In his books Janov claims that the primary therapy he developed enables far-reaching psychological and physiological changes in patients, such as healing neuroses and psychoses , reducing epileptic seizures, and lowering or increasing blood pressure.

therapy

Primary therapists try to bring the primal pain and the suspected traumatization into consciousness. Similar to classical psychoanalysis , psychological defense mechanisms should be overcome. In the beginning, methods such as isolation, tobacco and drug bans, and breath control were used, and now more gentle interventions and medication treatments are used. In the course of primary therapy, an attempt is made to make patients aware of repressed traumatic experiences in a backward chronological order. During what is known as a primal experience, the patient experiences his trauma primarily on a physical level. The physical reliving leads to different effects. On the one hand, early memories are brought back to life independently of the physical experience. On the other hand, it should be possible for the patient to recognize “connections” to tics, addictions and psychosomatic diseases.
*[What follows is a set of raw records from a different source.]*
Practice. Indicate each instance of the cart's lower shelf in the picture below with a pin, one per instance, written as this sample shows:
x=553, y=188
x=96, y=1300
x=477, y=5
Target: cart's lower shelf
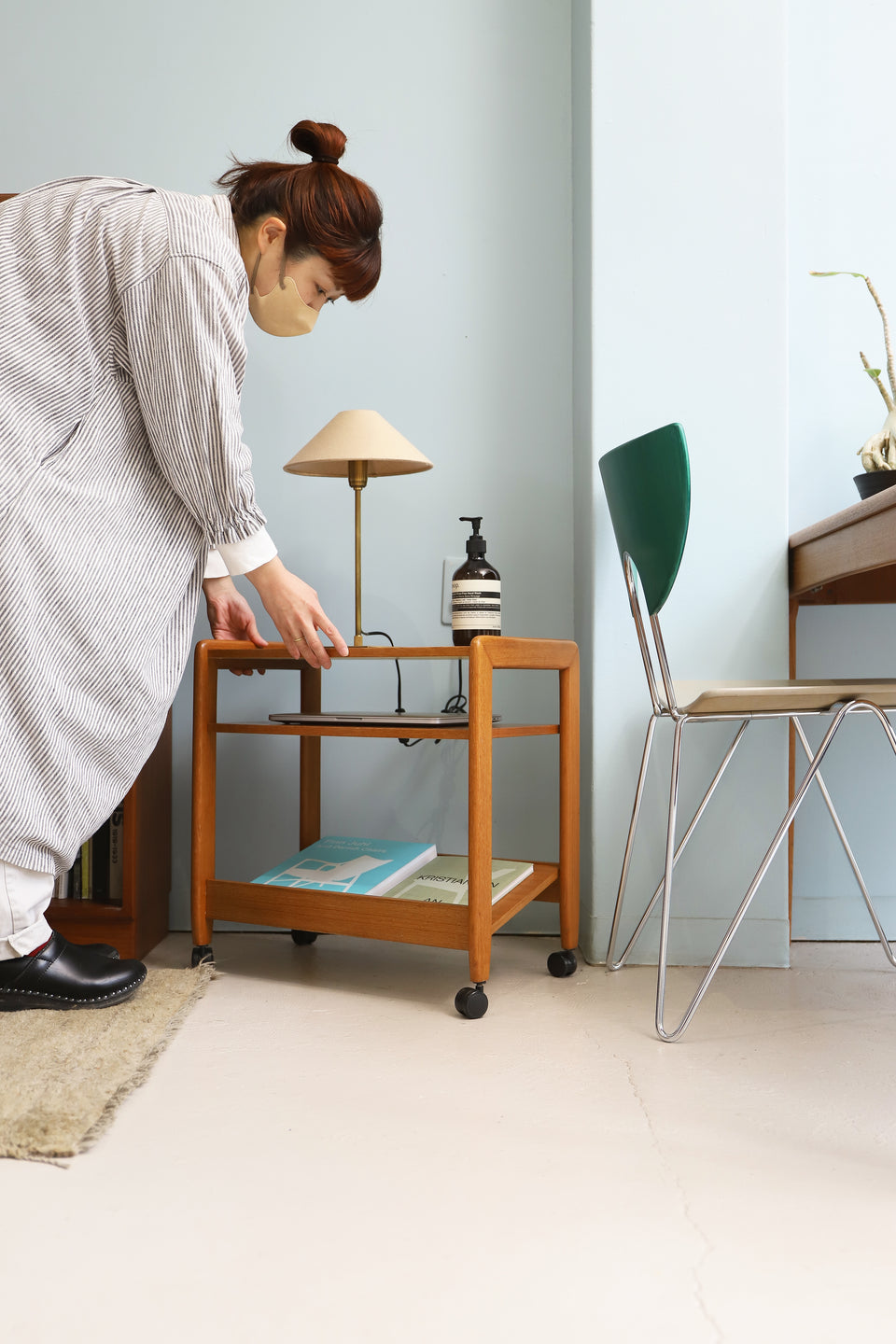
x=428, y=924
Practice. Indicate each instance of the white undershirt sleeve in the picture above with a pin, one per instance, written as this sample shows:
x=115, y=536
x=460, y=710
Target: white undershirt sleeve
x=241, y=556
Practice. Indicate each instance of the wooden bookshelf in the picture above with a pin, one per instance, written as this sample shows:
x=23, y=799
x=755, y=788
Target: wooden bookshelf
x=141, y=921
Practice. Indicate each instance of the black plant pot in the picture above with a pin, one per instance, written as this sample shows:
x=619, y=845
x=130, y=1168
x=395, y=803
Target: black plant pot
x=869, y=483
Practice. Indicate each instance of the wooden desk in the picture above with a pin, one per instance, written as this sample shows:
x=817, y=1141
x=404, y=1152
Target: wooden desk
x=468, y=928
x=847, y=558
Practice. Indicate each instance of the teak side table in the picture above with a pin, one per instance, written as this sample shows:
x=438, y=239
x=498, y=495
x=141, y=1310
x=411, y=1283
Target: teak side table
x=308, y=913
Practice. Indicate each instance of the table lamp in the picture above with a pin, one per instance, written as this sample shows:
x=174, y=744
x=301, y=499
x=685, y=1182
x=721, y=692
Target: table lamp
x=357, y=445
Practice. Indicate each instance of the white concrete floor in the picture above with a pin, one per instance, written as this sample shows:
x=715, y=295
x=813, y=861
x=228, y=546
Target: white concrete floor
x=328, y=1152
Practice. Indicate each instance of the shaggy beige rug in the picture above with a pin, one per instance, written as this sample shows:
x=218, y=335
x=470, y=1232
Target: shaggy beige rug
x=63, y=1074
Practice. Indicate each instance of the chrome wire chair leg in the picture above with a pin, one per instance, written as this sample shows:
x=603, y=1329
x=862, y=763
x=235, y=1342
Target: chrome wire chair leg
x=884, y=940
x=745, y=904
x=626, y=861
x=713, y=784
x=666, y=874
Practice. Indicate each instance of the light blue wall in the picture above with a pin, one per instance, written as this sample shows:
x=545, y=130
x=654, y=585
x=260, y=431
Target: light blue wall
x=459, y=118
x=843, y=198
x=690, y=324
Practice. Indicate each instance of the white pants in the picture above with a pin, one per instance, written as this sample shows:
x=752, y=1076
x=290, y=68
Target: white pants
x=24, y=897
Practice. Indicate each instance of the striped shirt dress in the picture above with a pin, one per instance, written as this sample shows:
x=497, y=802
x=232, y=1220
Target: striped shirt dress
x=121, y=468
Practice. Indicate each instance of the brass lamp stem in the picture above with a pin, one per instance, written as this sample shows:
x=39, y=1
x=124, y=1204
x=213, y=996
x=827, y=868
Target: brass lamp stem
x=357, y=480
The training to become a primary therapist is not regulated by the state, and the designation primary therapist is not protected. The therapy center founded by Janov in Los Angeles trains and certifies therapists. Basic treatment, which takes four weeks, costs around US $ 12,000 in the US (as of 2000); the total duration of primary therapy is two to four years. In Germany, some users in the Society for Integrative Primary Therapy e. V. merged. As a medical treatment, it may only be used by licensed doctors , alternative practitioners and psychotherapists .
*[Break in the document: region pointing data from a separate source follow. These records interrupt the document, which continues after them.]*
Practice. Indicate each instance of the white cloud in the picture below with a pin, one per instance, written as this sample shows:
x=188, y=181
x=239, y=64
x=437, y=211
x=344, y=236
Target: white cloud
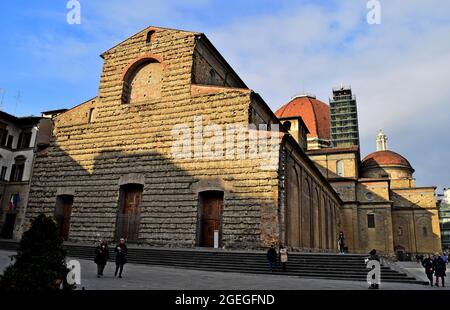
x=399, y=70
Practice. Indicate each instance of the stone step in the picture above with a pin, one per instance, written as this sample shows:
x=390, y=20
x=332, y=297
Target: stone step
x=313, y=265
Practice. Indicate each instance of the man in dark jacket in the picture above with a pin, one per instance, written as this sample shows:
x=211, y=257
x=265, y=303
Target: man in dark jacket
x=121, y=257
x=272, y=257
x=373, y=256
x=101, y=257
x=439, y=269
x=427, y=263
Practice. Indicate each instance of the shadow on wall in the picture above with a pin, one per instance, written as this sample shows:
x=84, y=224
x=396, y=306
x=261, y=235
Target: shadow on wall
x=412, y=225
x=146, y=198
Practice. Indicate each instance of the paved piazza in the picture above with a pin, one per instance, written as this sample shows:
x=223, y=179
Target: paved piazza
x=144, y=277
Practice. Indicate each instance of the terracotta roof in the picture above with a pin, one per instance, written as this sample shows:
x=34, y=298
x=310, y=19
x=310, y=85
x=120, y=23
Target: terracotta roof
x=334, y=150
x=385, y=158
x=314, y=113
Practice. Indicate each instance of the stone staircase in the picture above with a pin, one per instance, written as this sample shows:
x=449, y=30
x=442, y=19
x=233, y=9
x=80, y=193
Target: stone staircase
x=314, y=265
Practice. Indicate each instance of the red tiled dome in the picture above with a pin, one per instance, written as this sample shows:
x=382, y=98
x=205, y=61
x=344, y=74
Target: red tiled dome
x=314, y=113
x=385, y=158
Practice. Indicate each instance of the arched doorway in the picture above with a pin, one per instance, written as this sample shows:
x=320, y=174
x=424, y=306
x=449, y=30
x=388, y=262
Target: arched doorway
x=63, y=213
x=210, y=218
x=129, y=217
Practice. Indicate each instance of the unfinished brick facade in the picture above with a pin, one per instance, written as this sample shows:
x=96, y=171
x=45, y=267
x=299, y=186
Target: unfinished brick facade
x=116, y=150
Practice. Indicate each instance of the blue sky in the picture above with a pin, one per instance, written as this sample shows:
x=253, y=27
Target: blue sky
x=399, y=70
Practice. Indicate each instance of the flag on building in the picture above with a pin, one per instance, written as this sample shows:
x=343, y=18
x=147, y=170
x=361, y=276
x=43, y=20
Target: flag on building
x=14, y=202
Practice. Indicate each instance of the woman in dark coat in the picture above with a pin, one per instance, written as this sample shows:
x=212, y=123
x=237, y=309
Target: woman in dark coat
x=439, y=269
x=427, y=263
x=121, y=257
x=341, y=243
x=101, y=257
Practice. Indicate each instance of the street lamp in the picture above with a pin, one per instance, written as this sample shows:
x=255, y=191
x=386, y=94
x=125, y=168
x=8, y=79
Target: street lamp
x=2, y=91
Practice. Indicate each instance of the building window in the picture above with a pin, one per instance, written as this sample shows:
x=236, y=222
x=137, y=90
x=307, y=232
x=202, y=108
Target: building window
x=340, y=168
x=287, y=125
x=371, y=220
x=150, y=37
x=3, y=173
x=17, y=169
x=3, y=135
x=143, y=83
x=369, y=196
x=212, y=76
x=91, y=115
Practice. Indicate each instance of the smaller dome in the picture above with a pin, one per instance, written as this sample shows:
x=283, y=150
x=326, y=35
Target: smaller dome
x=385, y=158
x=315, y=114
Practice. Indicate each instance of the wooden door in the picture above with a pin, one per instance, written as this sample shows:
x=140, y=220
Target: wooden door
x=67, y=212
x=130, y=216
x=63, y=213
x=212, y=204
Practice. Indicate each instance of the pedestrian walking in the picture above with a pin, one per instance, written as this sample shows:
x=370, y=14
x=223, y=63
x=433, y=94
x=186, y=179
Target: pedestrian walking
x=341, y=243
x=121, y=257
x=439, y=269
x=101, y=257
x=427, y=263
x=272, y=257
x=283, y=257
x=374, y=256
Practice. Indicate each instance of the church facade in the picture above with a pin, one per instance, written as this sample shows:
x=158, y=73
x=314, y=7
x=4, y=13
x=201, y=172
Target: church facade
x=148, y=159
x=383, y=208
x=111, y=171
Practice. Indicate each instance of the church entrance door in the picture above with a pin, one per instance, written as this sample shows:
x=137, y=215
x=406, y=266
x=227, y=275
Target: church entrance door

With increasing experience in primary therapy and his theory, Janov determined that patients can experience massive overstimulation, which can lead to the intensification of blockages. Even if this usually happened when patients did not adhere to the therapy guidelines (e.g. due to drug abuse during therapy and subsequent suicide attempts or psychotic attacks), Janov modified his therapy so that psychological blocks no longer exist today be resolved radically in an intensive phase, but in slow steps.
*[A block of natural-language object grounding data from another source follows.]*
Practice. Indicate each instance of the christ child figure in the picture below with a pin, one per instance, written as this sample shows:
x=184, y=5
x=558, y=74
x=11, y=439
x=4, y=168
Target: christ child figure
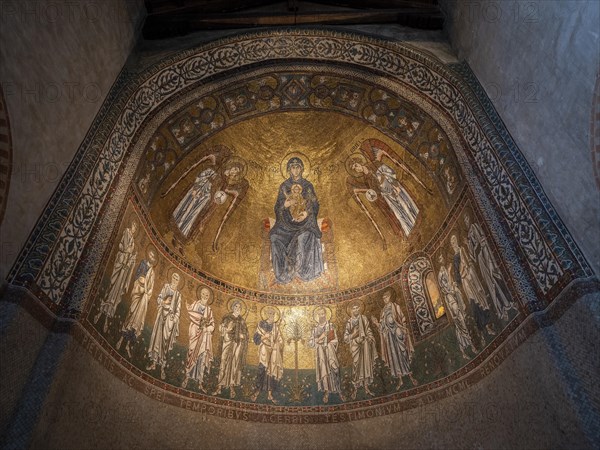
x=298, y=204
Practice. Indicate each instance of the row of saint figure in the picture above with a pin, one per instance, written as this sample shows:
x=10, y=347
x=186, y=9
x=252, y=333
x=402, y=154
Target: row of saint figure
x=459, y=284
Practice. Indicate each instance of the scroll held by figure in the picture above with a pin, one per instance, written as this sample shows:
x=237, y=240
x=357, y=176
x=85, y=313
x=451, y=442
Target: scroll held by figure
x=220, y=184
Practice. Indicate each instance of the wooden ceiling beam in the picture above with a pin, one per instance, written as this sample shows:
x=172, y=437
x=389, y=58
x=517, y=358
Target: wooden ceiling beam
x=160, y=26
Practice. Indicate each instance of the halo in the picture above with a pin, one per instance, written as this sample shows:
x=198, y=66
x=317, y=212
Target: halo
x=351, y=304
x=151, y=247
x=219, y=197
x=232, y=300
x=170, y=271
x=199, y=291
x=351, y=159
x=328, y=313
x=263, y=312
x=286, y=158
x=393, y=296
x=371, y=195
x=137, y=226
x=235, y=160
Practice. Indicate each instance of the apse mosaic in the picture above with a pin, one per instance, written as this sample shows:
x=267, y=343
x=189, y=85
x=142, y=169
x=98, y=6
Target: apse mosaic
x=298, y=241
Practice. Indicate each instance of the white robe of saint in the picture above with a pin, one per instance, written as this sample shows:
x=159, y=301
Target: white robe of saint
x=166, y=326
x=456, y=309
x=194, y=202
x=359, y=335
x=121, y=274
x=399, y=201
x=202, y=325
x=140, y=296
x=396, y=345
x=489, y=269
x=325, y=342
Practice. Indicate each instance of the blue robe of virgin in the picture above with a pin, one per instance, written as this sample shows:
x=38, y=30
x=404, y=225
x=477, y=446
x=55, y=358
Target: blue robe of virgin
x=296, y=246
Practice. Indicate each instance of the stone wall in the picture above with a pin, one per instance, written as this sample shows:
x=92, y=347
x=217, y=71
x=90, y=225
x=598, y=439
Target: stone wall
x=58, y=61
x=522, y=404
x=538, y=62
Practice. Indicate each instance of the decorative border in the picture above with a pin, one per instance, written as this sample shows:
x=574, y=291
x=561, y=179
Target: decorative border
x=5, y=155
x=98, y=180
x=530, y=221
x=93, y=344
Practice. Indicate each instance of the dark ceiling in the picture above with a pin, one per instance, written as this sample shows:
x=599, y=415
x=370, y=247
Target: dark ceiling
x=169, y=18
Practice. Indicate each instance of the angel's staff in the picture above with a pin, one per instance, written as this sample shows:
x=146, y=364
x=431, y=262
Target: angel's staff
x=235, y=195
x=212, y=157
x=379, y=153
x=364, y=208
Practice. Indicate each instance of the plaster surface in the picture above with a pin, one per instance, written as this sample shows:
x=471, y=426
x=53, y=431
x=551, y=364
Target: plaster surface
x=538, y=62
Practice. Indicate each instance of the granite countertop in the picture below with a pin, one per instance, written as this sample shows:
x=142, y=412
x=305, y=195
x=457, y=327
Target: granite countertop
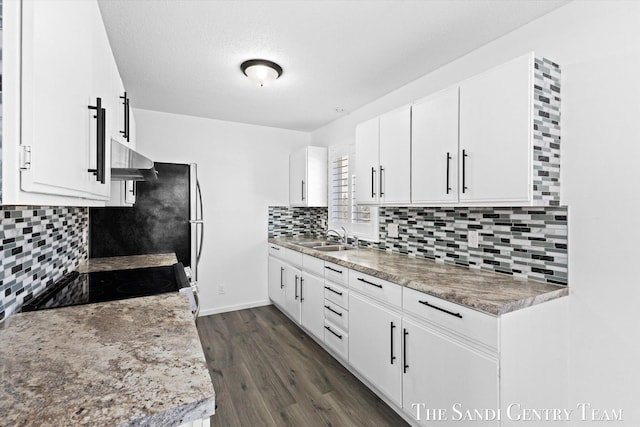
x=484, y=291
x=126, y=262
x=131, y=362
After initially widespread popularity, primary therapy lost its importance again. There are no university courses or chairs. The original scream therapy according to Janov has not found any scientific recognition and the costs of the therapy are therefore not covered by the statutory health insurance companies in Germany.

See also

literature

  • TS Alexander: Facing the Wolf: Inside the Process of Deep Feeling Therapy. New American Library Publisher, April 1997. ISBN 0452275210 . (engl.)
  • Ben-Alexander Bohnke, Werner Gross: The healing pain. Herder Verlag, Freiburg 1988. ISBN 3-451-08523-2 .
  • Hansjörg Hemminger: Escape into the inner world. Primary therapy as childhood meditation. Ullstein Verlag GmbH, 1983. ISBN 3-550-07683-5 .
  • H. Munk: Arthur Janov. In: Personal Lexicon of Psychotherapy. G. Stumm et al. (Ed.). Springer Verlag, Vienna / New York 2005. ISBN 321183818X .
  • H. Munk: Primary Therapy. In: Dictionary of Psychotherapy. G. Stumm and A. Pritz (eds.). Springer Verlag, Vienna / New York, 2000. ISBN 3211832483 .
  • Wolfgang Erlend Rosenberg: Theoretical foundations of a further development of the primary therapy according to Arthur Janov. Dissertation, TU Munich 1987.
  • Thomas Videgard: The Success and Failure of Primal Therapy. Almqvist & Wiksell Internat. 1985. ISBN 91-22-00698-2 .
  • Beatrix Vogel. Feeling is a form of knowledge. Arthur Janov's primary therapy as the key to a new basic scientific paradigm . Verlag Karl Alber (Verlag Herder GmbH), Freiburg / Munich 2016. ISBN 978-3-495-48821-8 .

Web links

Individual evidence

  1. "Primary Therapy is not just about making people scream. That was the title of a book. It was never" Primal Scream Therapy. "Anyone who has read the book knows that screaming is what some people do when they do Others just sob or cry. It was the pain we were after, not mechanical exercises like hitting walls and yelling 'Mama'. " Arthur Janov in The New Primal Scream. Advances in Primary Therapy . Fischer Taschenbuch Verlag, Frankfurt am Main 1993. ISBN 3-596-11554-X . P. 387.